Maintenant j’ai le statut d’auto entrepreneur et j’ai des élèves qui viennent à la maison pour des cours particuliers. C’est beaucoup mieux. Je me sens plus disponible, moins stressé. J’ai l’impression – c’est même une certitude – que j’ai retrouvé plaisir à enseigner. Et mes élèves ont du plaisir à venir à la maison. Pas à 100%, mais la plupart. Parfois ils n’ont pas très bonne conscience parce que les semaines passent vite. Ça, je sais ce que c’est, je suis assez indulgent. Et certains de mes élèves, que j’avais dans les écoles de musique avant, m’ont suivi. Même des gens qui habitent assez loin viennent me voir. Donc c’est signe que ça passe bien… qu’on a de l’estime pour le prof. Parfois c’est une heure de route, ça fait deux, aller-retour. Parfois les conditions ne sont pas terribles, il neige, il y a du verglas…

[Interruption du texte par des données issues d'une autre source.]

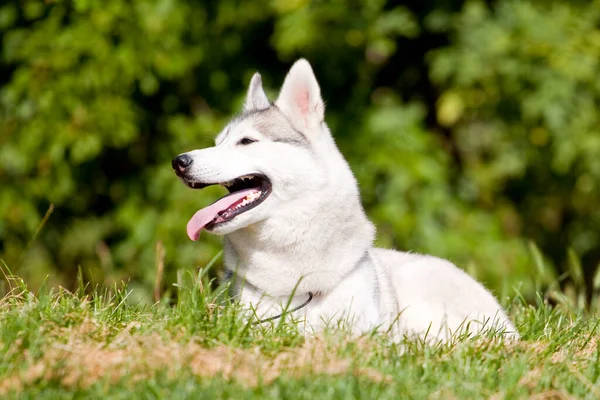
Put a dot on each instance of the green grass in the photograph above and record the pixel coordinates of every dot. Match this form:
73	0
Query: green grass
57	344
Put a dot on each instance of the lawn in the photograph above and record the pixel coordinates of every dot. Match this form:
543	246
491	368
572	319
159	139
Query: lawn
97	344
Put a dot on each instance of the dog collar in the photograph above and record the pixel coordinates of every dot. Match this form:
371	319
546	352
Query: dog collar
310	297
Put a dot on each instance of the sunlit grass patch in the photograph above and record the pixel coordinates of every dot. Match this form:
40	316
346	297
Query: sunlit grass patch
55	343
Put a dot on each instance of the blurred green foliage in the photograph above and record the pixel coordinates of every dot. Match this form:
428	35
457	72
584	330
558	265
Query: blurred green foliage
472	126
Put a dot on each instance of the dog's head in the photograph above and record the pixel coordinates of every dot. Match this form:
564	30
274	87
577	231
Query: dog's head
268	158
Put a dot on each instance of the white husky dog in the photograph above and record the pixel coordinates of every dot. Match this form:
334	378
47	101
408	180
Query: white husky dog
297	236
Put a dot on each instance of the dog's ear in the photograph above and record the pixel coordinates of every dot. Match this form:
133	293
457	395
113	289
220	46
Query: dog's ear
300	96
256	99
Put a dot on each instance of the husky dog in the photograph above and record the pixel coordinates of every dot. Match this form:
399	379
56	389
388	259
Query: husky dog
298	239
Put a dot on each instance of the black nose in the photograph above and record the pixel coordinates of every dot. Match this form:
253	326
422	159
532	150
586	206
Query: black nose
181	162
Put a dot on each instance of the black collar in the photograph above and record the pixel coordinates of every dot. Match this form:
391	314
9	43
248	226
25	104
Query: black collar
310	297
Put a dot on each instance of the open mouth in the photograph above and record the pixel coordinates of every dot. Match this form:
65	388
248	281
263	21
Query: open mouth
245	193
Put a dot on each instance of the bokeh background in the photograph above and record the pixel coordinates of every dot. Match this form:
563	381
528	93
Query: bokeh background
472	126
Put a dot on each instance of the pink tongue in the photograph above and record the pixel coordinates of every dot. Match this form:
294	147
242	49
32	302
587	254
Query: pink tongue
207	214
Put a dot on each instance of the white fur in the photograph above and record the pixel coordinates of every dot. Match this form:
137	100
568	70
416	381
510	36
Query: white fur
312	235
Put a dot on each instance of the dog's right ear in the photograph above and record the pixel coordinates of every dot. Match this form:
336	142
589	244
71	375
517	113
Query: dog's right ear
256	99
300	97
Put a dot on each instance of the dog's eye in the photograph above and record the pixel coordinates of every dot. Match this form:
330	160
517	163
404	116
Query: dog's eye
246	141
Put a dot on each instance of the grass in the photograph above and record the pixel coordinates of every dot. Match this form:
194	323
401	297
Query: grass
58	344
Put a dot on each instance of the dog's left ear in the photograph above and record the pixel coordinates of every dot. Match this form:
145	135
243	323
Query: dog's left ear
300	97
256	99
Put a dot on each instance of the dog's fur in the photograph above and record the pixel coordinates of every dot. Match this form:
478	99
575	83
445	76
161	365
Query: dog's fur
312	235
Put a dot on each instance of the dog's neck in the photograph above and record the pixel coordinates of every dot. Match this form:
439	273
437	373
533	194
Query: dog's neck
282	255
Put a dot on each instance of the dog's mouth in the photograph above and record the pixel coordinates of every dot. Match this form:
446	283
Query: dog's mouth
245	193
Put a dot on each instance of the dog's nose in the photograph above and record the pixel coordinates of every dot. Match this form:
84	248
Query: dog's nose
181	162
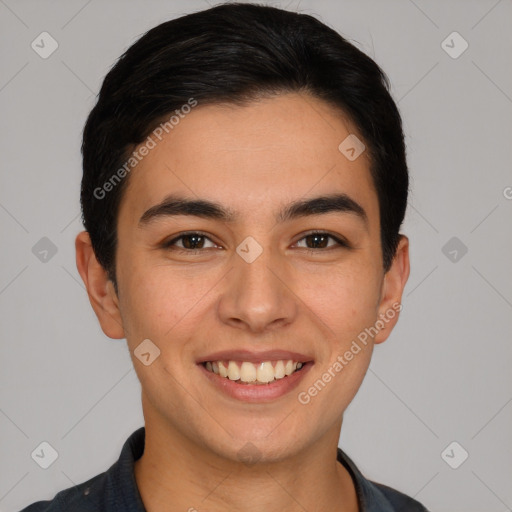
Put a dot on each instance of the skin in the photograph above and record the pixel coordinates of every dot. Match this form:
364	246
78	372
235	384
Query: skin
254	160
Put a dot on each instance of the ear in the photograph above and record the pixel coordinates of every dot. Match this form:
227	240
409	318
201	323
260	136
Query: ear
100	289
391	292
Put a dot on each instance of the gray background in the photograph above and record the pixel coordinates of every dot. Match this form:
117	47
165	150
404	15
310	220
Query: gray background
443	376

Je suis tout le temps chez moi. Sauf le vendredi où c’est moi qui me déplace. Mais globalement, je bosse à la maison. J’apprécie. Il y a eu parfois quelques tensions avec les écoles de musique. Quand je travaillais pour eux, il y en avait aussi! Surtout avec les associations d’amateurs, non connaisseurs, qui jugeaient mon travail, parfois pas académique. Des réflexions disant, «ben il va falloir arrêter de faire n’importe quoi». Des trucs qui ne plaisent pas trop. Une fois, j’avais fait grève et convoqué les parents en disant, si je fais n’importe quoi, je vais leur demander de me le dire en face. Et puis je suis parti; je ne citerai pas cette école.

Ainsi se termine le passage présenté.